A “Rasputina” foi detida em novembro do ano passado por ser considerada a impulsionadora de um esquema de corrupção e tráfico de influências, através do qual interveio em assuntos de Estado e desviou fundos de mais de meia centena de empresas.

Choi, que negou todas as acusações, também terá de pagar uma multa de 13,4 milhões de euros, segundo a sentença do tribunal do Distrito Central de Seul, citada pela agência local Yonhap.

Entre as empresas alvo da extorsão estão a LG, a Hyundai ou a Samsung, cujo herdeiro e líder, Lee Jae-yong, foi condenado a uma pena suspensa de dois anos e meio de cadeia pelo mesmo caso.

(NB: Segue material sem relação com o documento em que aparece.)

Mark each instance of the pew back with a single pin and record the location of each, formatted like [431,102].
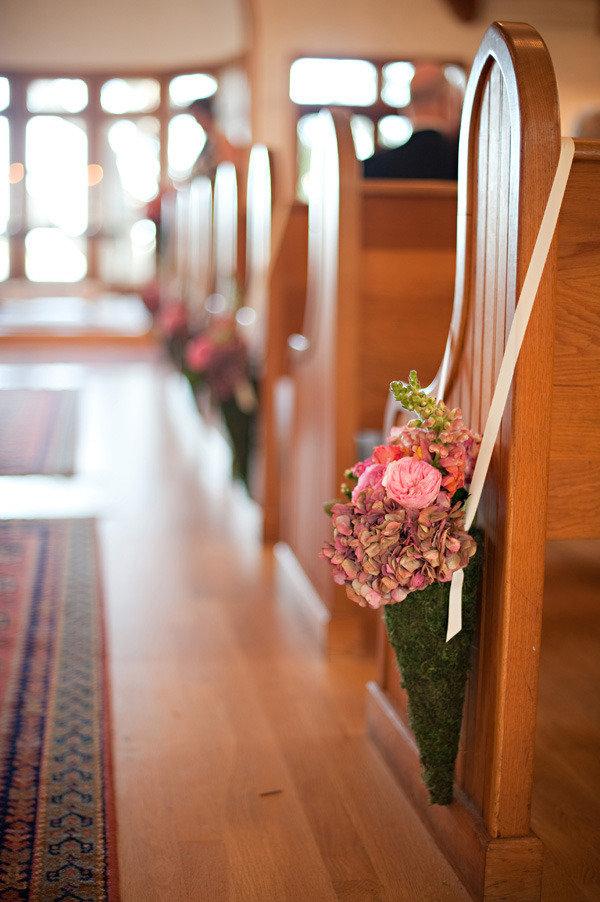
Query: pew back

O advogado da “Rasputina”, Lee Kyung-jae, já anunciou que vai recorrer da sentença.

O mesmo tribunal condenou também a dois anos e meio de cadeia o presidente do grupo Lotte por subornar “Rasputina” com uma doação de 7.000 milhões de wones (5,2 milhões euros).

Também o ex-secretário presidencial An Chong-bum foi condenado a seis anos de prisão e a uma multa de 100 milhões de wones (75.000 euros) por aceitar subornos dentro da mesma rede.

O escândalo da “Rasputina” chocou a sociedade civil sul-coreana no final de 2016 e motivou manifestações quase diárias, que conduziram à primeira destituição de um chefe de Estado sul-coreano em democracia e à antecipação das eleições presidenciais, ganhas pelo liberal Moon Jae-in.

A ex-Presidente continua detida, desde a sua destituição, em março de 2017.